Iran : l’Occident fait monter la pression par la propagande sur le programme nucléaire, par Tony Iltis

source : Green Left Weekly, 27 Novembre 2011

traduit de l’anglais par Marc Harpon pour Changement de Société

Un rapport de l’Agence Internationale de l’Énergie Atomique (AIEA), l’autorité de régulation nucléaire des Nations Unies, est utilisé par les États-Unis et d’autres puissances occidentales comme un prétexte pour une nouvelle série de sanctions économiques contre l’Iran et la mise en branle d’un rhétorique belliciste.
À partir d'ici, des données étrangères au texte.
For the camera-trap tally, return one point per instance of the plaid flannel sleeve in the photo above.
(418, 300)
« La phraséologie est lourde, mais le message est clair » a déclaré le correspondant de la BBC pour les questions diplomatiques et militaires, Jonathan Marcus,le 8 novembre. « L’Iran, d’après l’AIEA, pourrait bien avoir mené des recherches afin de construire une bombe nucléaire pour armer un de ses missiles de longue portée »

Mais la phraséologie n’est pas seulement lourde et vague. Comme de précédents rapports de l’AIEA, elle n’apporte aucune nouvelle preuve d’une quelconque tentative effective de fabriquer une bombe nucléaire en Iran.

Les preuves du programme d’armement nucléaire de l’Iran restent limitées aux indices qu’il est possible que le pays ait des pour utiliser son programme nucléaire civil pour des objectifs militaires en cas de besoin futur.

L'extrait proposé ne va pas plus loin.